Analogs are a really powerful tool for forecasting, particularly when a product is in development and it’s looking to come to market and you’re trying to understand how it might perform. Because ultimately an analog is something that happened in the past. So it roots in reality. If you are projecting or saying a new product’s going to achieve a certain performance in the market, 20% of patients or 40% of volume. To root that into a reality that has happened in the past makes it very tangible and meaningful. But ultimately, there’s no perfect analog. The perfect analog is the product that you’re working on. So a really important aspect of analogs is looking at suite or tool a group analogs on a better phrase, where you’re choose analogs, which are similar as possible to the product that you’re working on to develop. And then that allows you to look at this batch or group or collection of analogs of similar products that have come in the past and take a view.
There might be a range of performance there. And then you can understand the range which you might be working in. So it’s a really valuable tool to bring into the mix, to feed in as an assumption to a forecast as you’re going through that new product planning development stage. Analogs also can be thought of in a couple of different perspectives. You can look at analogs from a revenue or volume performance, which is often useful to validate the forecast you are developing because products when they’re in development are using a patient-based forecast. A forecast where you’re thinking, how many patients are there out there, which my product could be used, what share am I going to give out patients? And then using ultimately that to convert through to volume, revenue, number, and analogs where you can look at it from a validation perspective saying, well, this product got 500 million before, therefore I’ve got a forecast of four to four-fifty million. That seems right.

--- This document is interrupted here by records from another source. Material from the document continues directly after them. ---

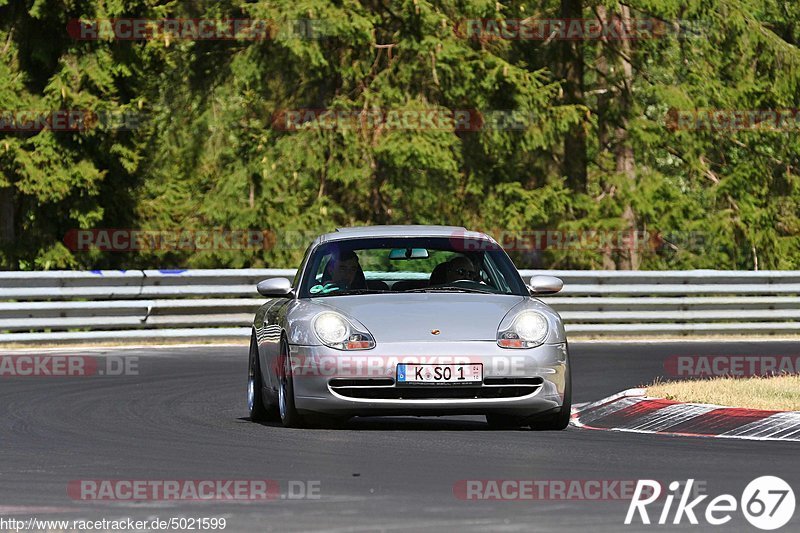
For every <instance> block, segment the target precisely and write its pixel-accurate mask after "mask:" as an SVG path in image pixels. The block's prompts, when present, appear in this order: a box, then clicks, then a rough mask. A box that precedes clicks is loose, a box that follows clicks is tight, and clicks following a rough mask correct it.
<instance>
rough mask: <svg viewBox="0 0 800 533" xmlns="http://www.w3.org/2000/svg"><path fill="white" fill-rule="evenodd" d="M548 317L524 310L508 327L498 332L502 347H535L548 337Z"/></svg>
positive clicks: (538, 313) (500, 343)
mask: <svg viewBox="0 0 800 533" xmlns="http://www.w3.org/2000/svg"><path fill="white" fill-rule="evenodd" d="M547 333H548V326H547V318H546V317H545V316H544V315H543V314H541V313H537V312H536V311H522V312H521V313H519V314H518V315H517V316H516V317H515V318H514V320H513V321H512V322H511V326H509V327H508V328H507V329H505V330H502V331H498V332H497V344H498V345H499V346H500V347H502V348H533V347H535V346H539V345H540V344H541V343H543V342H544V340H545V339H546V338H547Z"/></svg>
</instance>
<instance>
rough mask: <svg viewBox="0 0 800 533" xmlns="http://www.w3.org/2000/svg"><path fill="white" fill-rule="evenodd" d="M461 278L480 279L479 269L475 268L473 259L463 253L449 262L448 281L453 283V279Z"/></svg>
mask: <svg viewBox="0 0 800 533" xmlns="http://www.w3.org/2000/svg"><path fill="white" fill-rule="evenodd" d="M461 279H466V280H470V281H476V280H477V279H478V271H477V270H475V266H474V265H473V264H472V261H470V260H469V258H468V257H464V256H463V255H462V256H459V257H454V258H453V259H451V260H450V261H449V262H448V264H447V276H446V282H447V283H452V282H453V281H458V280H461Z"/></svg>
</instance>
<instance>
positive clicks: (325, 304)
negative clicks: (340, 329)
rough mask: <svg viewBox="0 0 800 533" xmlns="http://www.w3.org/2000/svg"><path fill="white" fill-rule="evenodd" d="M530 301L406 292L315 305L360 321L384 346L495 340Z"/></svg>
mask: <svg viewBox="0 0 800 533" xmlns="http://www.w3.org/2000/svg"><path fill="white" fill-rule="evenodd" d="M525 299H526V298H525V297H523V296H517V295H509V294H469V293H400V294H364V295H354V296H327V297H324V298H313V299H311V302H313V303H314V304H317V305H319V306H321V307H329V308H333V309H335V310H338V311H340V312H342V313H343V314H344V315H346V316H348V317H350V318H353V319H355V320H357V321H358V322H360V323H361V324H363V325H364V326H366V328H367V329H368V330H369V332H370V333H372V335H373V336H374V337H375V341H376V342H378V343H381V342H413V341H431V342H438V341H487V340H491V341H493V340H495V339H496V338H497V327H498V326H499V325H500V321H501V320H502V319H503V317H504V316H505V315H506V314H507V313H508V312H509V311H510V310H511V308H513V307H514V306H516V305H518V304H519V303H521V302H522V301H523V300H525ZM431 330H439V332H440V333H439V334H438V335H434V334H432V333H431Z"/></svg>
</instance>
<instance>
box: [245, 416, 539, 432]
mask: <svg viewBox="0 0 800 533" xmlns="http://www.w3.org/2000/svg"><path fill="white" fill-rule="evenodd" d="M238 420H240V421H243V422H247V423H252V424H258V425H261V426H265V427H275V428H281V429H284V428H283V427H282V426H281V423H280V422H279V421H267V422H252V421H251V420H250V418H248V417H240V418H238ZM302 429H312V430H318V431H492V432H507V431H533V430H531V429H530V428H527V427H525V428H520V429H493V428H491V427H489V424H487V423H486V421H485V420H484V419H483V417H479V416H461V417H459V416H450V417H435V416H429V417H416V416H370V417H360V416H356V417H353V418H351V419H350V420H348V421H346V422H342V423H338V424H331V425H326V424H324V423H316V424H313V425H310V426H309V427H308V428H302ZM286 431H293V430H292V429H286Z"/></svg>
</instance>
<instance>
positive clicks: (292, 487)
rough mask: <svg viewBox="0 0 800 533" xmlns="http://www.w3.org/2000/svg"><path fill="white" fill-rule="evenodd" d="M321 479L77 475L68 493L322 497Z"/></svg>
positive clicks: (187, 498)
mask: <svg viewBox="0 0 800 533" xmlns="http://www.w3.org/2000/svg"><path fill="white" fill-rule="evenodd" d="M321 484H322V483H321V481H316V480H288V481H278V480H274V479H77V480H72V481H70V482H69V483H68V485H67V495H68V496H69V497H70V498H71V499H72V500H77V501H264V500H279V499H280V500H303V499H306V500H318V499H320V497H321V494H320V489H321Z"/></svg>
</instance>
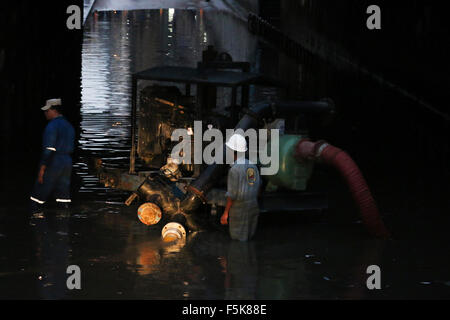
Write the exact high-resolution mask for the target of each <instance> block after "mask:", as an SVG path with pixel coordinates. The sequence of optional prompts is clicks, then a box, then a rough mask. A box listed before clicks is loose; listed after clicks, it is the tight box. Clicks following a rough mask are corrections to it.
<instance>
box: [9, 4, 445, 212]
mask: <svg viewBox="0 0 450 320" xmlns="http://www.w3.org/2000/svg"><path fill="white" fill-rule="evenodd" d="M71 4H77V5H79V6H80V7H81V8H82V7H83V4H82V1H79V0H78V1H57V2H52V3H51V4H45V2H36V1H15V2H7V3H6V2H5V1H4V2H1V4H0V7H1V10H0V30H1V32H0V79H1V80H0V88H1V89H0V90H1V94H0V106H1V110H2V115H1V117H0V137H1V138H0V148H1V150H2V156H1V174H2V178H1V181H2V182H1V194H2V200H3V201H5V200H10V199H16V200H17V201H27V199H28V195H29V191H30V188H31V184H32V183H33V181H34V178H35V175H36V170H37V162H38V159H39V155H40V148H41V137H42V130H43V128H44V127H45V125H46V120H45V118H44V116H43V114H42V112H41V111H40V107H41V106H42V105H43V104H44V103H45V100H46V99H48V98H53V97H61V98H62V99H63V103H64V106H65V109H66V112H65V114H66V116H67V117H68V118H69V120H70V121H71V122H72V123H73V124H74V126H75V127H76V129H77V130H78V133H79V121H80V112H79V109H80V91H81V90H80V83H81V81H80V76H81V40H82V31H81V30H68V29H67V28H66V19H67V17H68V14H66V8H67V6H69V5H71ZM370 4H374V3H372V2H369V1H356V0H346V1H326V0H316V1H296V0H295V1H294V0H291V1H289V0H285V1H268V0H263V1H261V11H260V13H261V15H262V16H263V17H264V18H266V19H267V20H269V21H270V22H272V23H273V24H275V25H277V26H278V27H279V28H280V29H281V30H282V31H283V32H284V33H286V34H287V35H288V36H290V37H291V38H292V39H295V40H298V41H302V40H301V39H304V38H307V39H308V41H309V44H312V46H313V47H317V46H318V47H319V48H322V49H323V48H325V49H326V48H333V50H328V51H327V53H326V54H325V55H322V56H318V55H314V54H309V55H306V56H305V58H304V59H303V60H301V61H296V60H293V59H292V58H289V57H287V56H285V57H283V56H280V58H279V59H278V60H277V63H276V64H274V66H272V71H274V72H275V73H276V74H277V75H279V76H283V77H284V78H285V79H286V80H289V83H290V84H291V87H290V90H289V95H290V97H291V98H296V99H317V98H323V97H330V98H332V99H333V100H334V101H335V103H336V107H337V109H338V114H337V115H336V117H335V120H334V122H333V123H332V124H331V125H328V126H324V127H320V128H317V129H316V132H314V130H313V135H316V136H317V137H320V138H325V139H327V140H328V141H329V142H331V143H333V144H335V145H336V146H338V147H341V148H343V149H345V150H346V151H348V152H349V153H350V154H351V155H352V157H353V158H354V159H355V160H356V162H357V163H358V164H359V165H360V167H361V169H362V171H363V172H364V174H365V176H366V178H367V180H368V182H369V185H370V186H371V189H372V191H373V193H374V196H375V198H376V199H378V200H379V205H380V207H381V208H382V211H383V212H391V213H392V212H395V213H396V214H397V215H404V217H411V216H430V215H435V216H446V215H447V214H448V208H449V197H448V195H449V191H450V190H449V186H448V185H449V184H448V181H449V175H450V174H449V166H448V164H449V163H450V162H449V143H448V140H449V139H448V137H449V136H450V135H449V126H448V117H447V118H446V117H445V116H443V115H442V113H444V114H448V107H447V97H446V95H447V93H448V92H449V89H450V88H449V87H450V85H449V81H448V79H447V75H448V74H449V63H448V58H447V57H448V56H449V50H448V39H449V36H450V31H449V26H448V23H447V21H446V11H445V10H444V6H443V5H441V4H437V3H436V2H428V1H395V2H394V1H391V2H387V1H386V2H383V1H378V2H377V3H376V4H377V5H379V6H380V7H381V11H382V30H375V31H371V30H368V29H367V28H366V19H367V17H368V15H367V14H366V8H367V7H368V6H369V5H370ZM342 57H344V58H345V59H346V61H348V62H347V63H342V60H339V58H342ZM339 61H340V62H339ZM292 66H294V67H292ZM299 66H301V72H299V68H298V67H299ZM362 70H364V72H363V71H362ZM380 79H381V80H380ZM436 111H438V112H436ZM75 156H76V155H75ZM13 181H14V183H12V182H13ZM16 182H18V183H16ZM344 191H345V190H344ZM344 191H342V192H343V193H344Z"/></svg>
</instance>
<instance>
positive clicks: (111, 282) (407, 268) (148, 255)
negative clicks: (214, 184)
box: [0, 10, 450, 299]
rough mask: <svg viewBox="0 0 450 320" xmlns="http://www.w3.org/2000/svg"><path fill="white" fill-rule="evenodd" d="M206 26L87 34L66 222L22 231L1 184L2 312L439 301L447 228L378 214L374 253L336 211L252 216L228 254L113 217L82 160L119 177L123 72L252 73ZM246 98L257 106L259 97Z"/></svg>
mask: <svg viewBox="0 0 450 320" xmlns="http://www.w3.org/2000/svg"><path fill="white" fill-rule="evenodd" d="M208 14H209V16H208ZM208 14H205V13H202V12H197V11H179V10H176V11H175V10H162V11H160V10H151V11H138V12H133V13H131V12H116V13H109V14H101V13H100V14H98V15H95V16H93V18H92V20H89V21H88V24H87V26H86V27H85V28H86V30H85V35H84V41H83V66H82V67H83V70H82V77H83V79H82V110H81V115H82V122H81V135H80V140H79V149H78V150H77V153H76V158H75V159H74V194H73V201H74V202H73V207H72V208H71V209H70V210H69V211H66V212H64V211H57V210H56V209H55V208H54V207H53V205H51V204H50V205H49V206H48V208H47V210H46V211H45V213H44V215H41V216H33V217H30V216H29V214H28V212H27V207H28V204H27V203H26V202H23V201H22V202H17V201H18V200H17V199H24V198H23V197H21V195H22V194H23V193H24V192H26V191H27V190H25V189H27V188H25V187H24V184H21V183H20V182H18V181H17V179H15V176H14V174H13V173H12V172H8V171H7V170H4V174H3V177H4V179H6V180H5V181H8V186H9V188H8V190H5V192H2V193H3V195H4V198H3V195H2V200H4V201H2V204H1V211H0V212H1V213H0V298H2V299H55V298H56V299H57V298H69V299H443V298H444V299H445V298H446V299H448V298H450V271H449V267H448V266H449V255H448V250H447V244H448V243H449V238H450V237H449V235H448V232H447V228H446V226H448V225H449V224H448V223H449V221H448V218H439V219H437V218H433V219H429V218H428V217H427V216H426V215H415V216H414V219H410V220H408V221H402V220H400V219H396V218H395V216H396V215H395V213H396V212H392V210H387V211H391V212H390V214H391V215H390V216H389V215H388V217H387V223H388V225H389V226H390V227H391V229H393V231H394V234H395V238H394V240H388V241H382V240H376V239H372V238H370V237H369V236H368V235H367V234H366V233H365V230H364V229H363V228H362V226H361V224H359V223H358V221H357V218H356V217H355V218H348V216H350V217H351V216H352V215H351V214H348V212H346V210H350V209H348V208H347V207H346V206H339V207H337V208H334V209H332V210H329V211H327V212H324V213H323V214H322V215H320V216H319V215H317V214H316V213H312V214H310V215H298V214H293V213H281V212H280V213H276V212H274V213H271V214H267V215H263V216H261V218H260V224H259V226H258V231H257V234H256V236H255V238H254V239H253V240H252V241H250V242H248V243H240V242H236V241H232V240H230V239H229V237H228V235H227V233H226V230H225V229H220V228H219V229H213V230H208V231H204V232H198V233H191V234H189V236H188V238H187V239H186V242H181V243H175V244H166V243H163V242H161V240H160V227H159V226H154V227H147V226H145V225H143V224H141V223H140V222H139V221H138V219H137V218H136V207H130V208H127V207H125V206H124V205H123V201H124V200H125V199H126V198H127V196H128V194H127V193H124V192H120V191H116V190H111V189H106V188H104V187H103V186H101V185H100V184H99V183H98V180H97V179H96V177H95V176H94V175H93V174H92V173H91V172H89V170H88V166H87V163H88V161H89V158H90V157H95V156H101V157H102V158H103V159H104V161H105V164H107V165H108V166H110V167H126V165H127V157H128V150H129V145H130V142H129V141H130V136H129V131H130V119H129V113H130V107H129V94H130V75H131V73H132V72H135V71H139V70H142V69H144V68H148V67H151V66H155V65H158V64H170V65H189V66H195V64H196V62H197V61H198V60H200V59H201V58H200V57H201V51H202V50H203V49H204V48H205V47H206V46H207V45H208V44H212V43H214V44H219V45H220V46H221V47H222V48H225V49H226V50H227V51H229V52H230V53H231V54H232V55H233V57H235V60H248V61H251V62H252V63H253V67H254V68H256V65H257V63H256V60H255V56H257V52H258V50H257V43H256V41H254V39H251V38H250V36H249V35H247V34H245V33H242V37H241V38H240V39H235V38H233V37H231V38H230V36H229V35H227V32H228V31H229V30H230V29H233V30H235V31H239V30H241V31H242V30H246V26H245V25H242V24H241V22H239V21H235V18H233V17H230V16H226V15H222V14H213V13H208ZM212 21H214V23H211V22H212ZM180 26H183V27H180ZM242 32H243V31H242ZM247 37H248V38H247ZM252 94H253V99H256V98H257V96H258V95H259V94H262V95H264V94H270V92H269V93H265V92H254V91H253V93H252ZM21 173H22V174H23V177H22V178H25V179H27V180H30V177H33V176H34V175H35V174H36V172H35V170H34V168H28V169H26V170H25V171H22V172H21ZM5 200H9V201H5ZM341 216H345V217H346V218H345V219H341V218H340V217H341ZM402 216H405V215H402ZM69 265H78V266H79V267H80V268H81V290H73V291H70V290H68V289H67V287H66V280H67V277H68V274H66V269H67V267H68V266H69ZM370 265H378V266H379V267H380V268H381V286H382V288H381V290H373V291H370V290H368V289H367V286H366V280H367V278H368V277H369V275H368V274H367V273H366V270H367V267H368V266H370Z"/></svg>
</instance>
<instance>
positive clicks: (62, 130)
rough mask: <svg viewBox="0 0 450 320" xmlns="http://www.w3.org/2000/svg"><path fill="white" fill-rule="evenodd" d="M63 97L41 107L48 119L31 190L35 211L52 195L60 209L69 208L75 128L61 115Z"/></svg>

You can also think of it as a patient base where say, well, this product got 20% of patients, therefore I can think I might get 20% of patients. It becomes more of an input to feed an input into forecast rather than a kind of output validation purpose. And we often see a lot of analogs out there around the volume and revenue type thinking, validation, but actually we’re developing analogs based more on the patient basis, which then feeds into the models in a more direct manner, increasing the value of the analogs and the different kind of points in the forecast model and development and validation that it can hit. It’s not just about checking it at the end point. You can bring it in at different points and then ultimately integrate it into the model so it’s all connected. It’s very easy to just choose analog and the data pops in and making it easy. So again, the forecaster can focus on the thinking rather than doing, rather than cutting and pasting data, they think about what the data means.